Le procès Swissair s'est terminé, en 2010, par une humiliation pour le Ministère public. Les 19 accusés avaient été acquittés et avaient même reçu un dédommagement. Ce n'était pas une surprise, car aucune énergie criminelle n'était en jeu dans le naufrage du symbole national volant. Il y avait plutôt un mélange d'autoritarisme et d'exigences excessives.
Le verdict du plus grand procès économique suisse depuis la faillite de Swissair est désormais connu. Et cette fois, la surprise a été de taille: le tribunal de district de Zurich a condamné l'ancien chef de Raiffeisen, Pierin Vincenz, à trois ans et neuf mois de prison. Son compagnon d'armes Beat Stocker a, quant à lui, écopé de quatre ans.
Il ne s'agissait pas seulement d'une «condamnation alibi» visant à épargner à l'Etat une indemnisation pour chacune des 106 journées de détention provisoire. Le tribunal de district, composé de trois membres, a suivi l'argumentation du ministère public sur la plupart des points. Quelques acquittements ont été prononcés, ce qui explique que les peines soient moins lourdes que les six ans de prison requis pour chacun.
Les représentants des médias présents au «Volkshaus» ont néanmoins été étonnés par la sévérité de la peine. En effet, le seul cas où l'on pouvait s'attendre à une condamnation était l'utilisation généreuse de la carte de crédit de l'entreprise par Vincenz pour ses escapades privées. Ses visites dans des clubs de strip-tease et des cabarets n'étaient «pas dans l'intérêt de Raiffeisen», a déclaré le tribunal.
Les quatre acquisitions d'entreprises dans lesquelles Vincenz et Stocker auraient gagné de l'argent grâce à des participations secrètes ont été plus controversées. L'accusation s'est appuyée, en premier, lieu sur une montagne d'indices que les avocats de la défense ont parfois décortiquée avec délectation dans leurs plaidoiries. Même les spécialistes ont douté de la qualité de l'acte d'accusation.
Le tribunal a, cependant, suivi en grande partie cette accusation, ce dont le procureur en chef Marc Jean-Richard-dit-Bressel a pris acte avec satisfaction après l'annonce du jugement. Le juge Sebastian Aeppli s'est efforcé d'évaluer les quatre transactions de manière différenciée.
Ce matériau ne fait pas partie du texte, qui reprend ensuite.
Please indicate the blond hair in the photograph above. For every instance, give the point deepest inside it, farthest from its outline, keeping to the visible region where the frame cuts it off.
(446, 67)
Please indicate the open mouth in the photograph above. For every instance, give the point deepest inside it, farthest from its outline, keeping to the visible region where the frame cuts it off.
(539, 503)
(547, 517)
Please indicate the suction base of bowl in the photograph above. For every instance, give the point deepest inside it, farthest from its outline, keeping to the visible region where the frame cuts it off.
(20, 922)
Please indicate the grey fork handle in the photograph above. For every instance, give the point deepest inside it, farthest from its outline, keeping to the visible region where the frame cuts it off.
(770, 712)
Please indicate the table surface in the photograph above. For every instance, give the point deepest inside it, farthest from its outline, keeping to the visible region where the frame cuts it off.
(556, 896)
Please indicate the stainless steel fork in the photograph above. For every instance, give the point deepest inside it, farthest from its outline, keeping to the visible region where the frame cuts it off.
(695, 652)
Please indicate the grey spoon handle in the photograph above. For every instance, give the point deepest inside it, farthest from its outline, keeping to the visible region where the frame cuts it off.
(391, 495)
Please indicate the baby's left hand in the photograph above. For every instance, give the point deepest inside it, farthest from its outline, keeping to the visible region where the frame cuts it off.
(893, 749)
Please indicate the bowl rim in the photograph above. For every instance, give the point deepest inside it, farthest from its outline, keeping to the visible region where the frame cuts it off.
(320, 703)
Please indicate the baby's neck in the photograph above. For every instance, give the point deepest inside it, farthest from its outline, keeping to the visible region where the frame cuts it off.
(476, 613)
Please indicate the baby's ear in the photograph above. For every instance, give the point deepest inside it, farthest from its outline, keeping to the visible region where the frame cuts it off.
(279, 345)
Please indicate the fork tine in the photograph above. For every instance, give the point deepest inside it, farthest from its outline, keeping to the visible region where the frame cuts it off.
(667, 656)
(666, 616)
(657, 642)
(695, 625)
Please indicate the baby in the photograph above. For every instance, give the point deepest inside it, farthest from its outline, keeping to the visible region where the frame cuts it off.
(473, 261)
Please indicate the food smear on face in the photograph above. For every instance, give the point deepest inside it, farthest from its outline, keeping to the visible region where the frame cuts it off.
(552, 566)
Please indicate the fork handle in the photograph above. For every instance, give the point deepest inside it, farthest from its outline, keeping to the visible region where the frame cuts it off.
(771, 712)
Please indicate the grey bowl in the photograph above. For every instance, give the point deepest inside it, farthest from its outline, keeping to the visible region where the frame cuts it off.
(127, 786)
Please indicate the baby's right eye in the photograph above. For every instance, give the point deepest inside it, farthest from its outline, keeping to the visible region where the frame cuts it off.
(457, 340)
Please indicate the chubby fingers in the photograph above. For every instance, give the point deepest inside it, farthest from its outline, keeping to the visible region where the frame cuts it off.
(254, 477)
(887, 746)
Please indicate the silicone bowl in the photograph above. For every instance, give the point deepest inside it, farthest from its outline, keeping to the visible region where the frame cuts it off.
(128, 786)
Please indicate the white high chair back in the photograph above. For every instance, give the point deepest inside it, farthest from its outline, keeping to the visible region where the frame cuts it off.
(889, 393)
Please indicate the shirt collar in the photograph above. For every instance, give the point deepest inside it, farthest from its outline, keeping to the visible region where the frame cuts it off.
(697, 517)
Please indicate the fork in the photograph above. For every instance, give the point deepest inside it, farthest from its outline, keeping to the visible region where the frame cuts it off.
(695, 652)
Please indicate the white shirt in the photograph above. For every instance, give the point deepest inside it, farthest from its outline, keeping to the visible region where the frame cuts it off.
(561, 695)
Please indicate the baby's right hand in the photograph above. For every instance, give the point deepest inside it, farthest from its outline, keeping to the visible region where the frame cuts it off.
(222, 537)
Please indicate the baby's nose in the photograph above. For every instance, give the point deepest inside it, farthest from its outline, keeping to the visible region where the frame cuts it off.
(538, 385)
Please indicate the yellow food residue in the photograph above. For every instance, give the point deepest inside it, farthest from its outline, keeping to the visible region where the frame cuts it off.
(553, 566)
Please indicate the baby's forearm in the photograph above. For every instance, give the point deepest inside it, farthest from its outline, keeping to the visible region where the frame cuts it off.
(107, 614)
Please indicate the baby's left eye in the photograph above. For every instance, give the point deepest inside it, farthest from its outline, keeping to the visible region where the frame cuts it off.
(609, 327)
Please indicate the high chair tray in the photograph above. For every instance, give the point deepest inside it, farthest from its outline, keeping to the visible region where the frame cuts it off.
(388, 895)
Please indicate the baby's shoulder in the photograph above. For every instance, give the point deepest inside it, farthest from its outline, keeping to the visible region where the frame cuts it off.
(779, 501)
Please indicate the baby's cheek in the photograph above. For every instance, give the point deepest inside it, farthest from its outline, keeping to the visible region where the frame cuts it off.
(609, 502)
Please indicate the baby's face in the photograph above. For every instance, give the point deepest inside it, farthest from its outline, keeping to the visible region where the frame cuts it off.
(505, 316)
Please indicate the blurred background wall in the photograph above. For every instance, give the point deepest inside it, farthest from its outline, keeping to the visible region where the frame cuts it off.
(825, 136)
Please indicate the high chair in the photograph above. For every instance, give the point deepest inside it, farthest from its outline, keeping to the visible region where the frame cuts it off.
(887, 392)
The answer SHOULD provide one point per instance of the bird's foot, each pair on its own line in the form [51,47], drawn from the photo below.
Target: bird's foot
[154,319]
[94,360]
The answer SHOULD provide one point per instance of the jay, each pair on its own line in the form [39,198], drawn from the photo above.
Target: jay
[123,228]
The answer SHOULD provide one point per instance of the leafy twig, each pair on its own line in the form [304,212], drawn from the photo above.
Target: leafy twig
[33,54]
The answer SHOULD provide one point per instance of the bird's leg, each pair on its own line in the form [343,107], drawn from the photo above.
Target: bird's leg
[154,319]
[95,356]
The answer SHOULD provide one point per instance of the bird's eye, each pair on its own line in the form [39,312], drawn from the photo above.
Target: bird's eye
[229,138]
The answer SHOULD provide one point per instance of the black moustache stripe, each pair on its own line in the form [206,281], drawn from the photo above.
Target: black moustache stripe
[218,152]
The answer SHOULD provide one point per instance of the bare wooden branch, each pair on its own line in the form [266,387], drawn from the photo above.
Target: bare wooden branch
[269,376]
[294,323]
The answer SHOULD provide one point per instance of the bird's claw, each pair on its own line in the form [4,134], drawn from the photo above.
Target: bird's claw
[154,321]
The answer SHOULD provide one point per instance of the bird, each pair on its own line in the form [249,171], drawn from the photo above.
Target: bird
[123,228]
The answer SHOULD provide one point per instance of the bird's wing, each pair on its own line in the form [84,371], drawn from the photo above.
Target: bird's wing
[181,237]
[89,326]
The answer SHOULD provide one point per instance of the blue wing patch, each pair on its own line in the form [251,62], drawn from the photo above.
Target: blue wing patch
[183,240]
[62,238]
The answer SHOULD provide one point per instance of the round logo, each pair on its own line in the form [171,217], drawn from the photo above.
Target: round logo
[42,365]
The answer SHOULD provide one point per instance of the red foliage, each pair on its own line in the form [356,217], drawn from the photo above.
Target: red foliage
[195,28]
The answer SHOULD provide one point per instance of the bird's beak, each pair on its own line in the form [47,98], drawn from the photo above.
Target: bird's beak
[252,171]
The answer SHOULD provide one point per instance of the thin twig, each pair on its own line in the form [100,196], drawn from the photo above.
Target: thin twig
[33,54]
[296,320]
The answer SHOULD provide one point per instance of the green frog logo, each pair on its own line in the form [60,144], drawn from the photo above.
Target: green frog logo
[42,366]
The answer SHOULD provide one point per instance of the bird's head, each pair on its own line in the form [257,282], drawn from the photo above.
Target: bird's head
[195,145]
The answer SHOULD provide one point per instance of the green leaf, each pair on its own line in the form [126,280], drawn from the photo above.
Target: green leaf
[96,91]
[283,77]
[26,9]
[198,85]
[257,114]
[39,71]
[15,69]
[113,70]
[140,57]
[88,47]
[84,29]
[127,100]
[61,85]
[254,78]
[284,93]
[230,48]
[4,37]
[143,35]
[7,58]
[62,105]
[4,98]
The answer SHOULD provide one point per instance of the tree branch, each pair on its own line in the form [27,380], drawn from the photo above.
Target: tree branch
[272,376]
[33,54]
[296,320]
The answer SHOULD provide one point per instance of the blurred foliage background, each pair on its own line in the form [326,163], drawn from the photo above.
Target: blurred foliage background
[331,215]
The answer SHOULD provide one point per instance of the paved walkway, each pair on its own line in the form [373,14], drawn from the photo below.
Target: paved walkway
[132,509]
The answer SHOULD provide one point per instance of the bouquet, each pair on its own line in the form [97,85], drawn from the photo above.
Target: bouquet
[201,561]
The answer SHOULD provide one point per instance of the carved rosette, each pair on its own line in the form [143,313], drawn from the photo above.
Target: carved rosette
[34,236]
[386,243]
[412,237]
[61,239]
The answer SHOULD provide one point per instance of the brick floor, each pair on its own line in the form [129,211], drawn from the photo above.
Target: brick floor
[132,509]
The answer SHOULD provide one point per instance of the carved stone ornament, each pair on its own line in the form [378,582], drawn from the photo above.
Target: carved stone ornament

Au-delà du cas concret, le jugement de Raiffeisen a une forte valeur symbolique. On peut l'interpréter comme un signal contre la mentalité d'arnaqueur qui s'est également emparée de l'univers prétendument sage et solide des petites et moyennes entreprises (PME). Car au final, c'est dans cette sphère que se sont déroulés les agissements.
Cette action contribue à son tour à la perte de confiance dans l'économie suisse. «Le signal envoyé aux dirigeants économiques qui font des affaires dans la zone grise et ne les révèlent pas à leurs employeurs est en tout cas dissuasif», peut-on lire dans la NZZ.
Dans le cas de Pierin Vincenz, une composante personnelle vient s'ajouter: le jovial Grison aimait se mettre en scène comme un «banquier populaire» qui avait les pieds sur terre, tout en cultivant le style de vie de «la Goldküste zurichoise». Même si les procédures juridiques portent en premier lieu sur des paragraphes et des précédents, il ne faut jamais sous-estimer de tels aspects psychologiques.
Vincenz a quitté le tribunal sans faire de commentaire. Son avocat Lorenz Erni a annoncé qu'il porterait la procédure devant la Cour suprême. Si le jugement est confirmé par toutes les instances, l'ancienne coqueluche des médias people devra définitivement aller en prison et cela même après déduction de la détention provisoire. Il s'agirait d'une chute profonde et, selon le tribunal, d'une chute dont il serait lui-même responsable.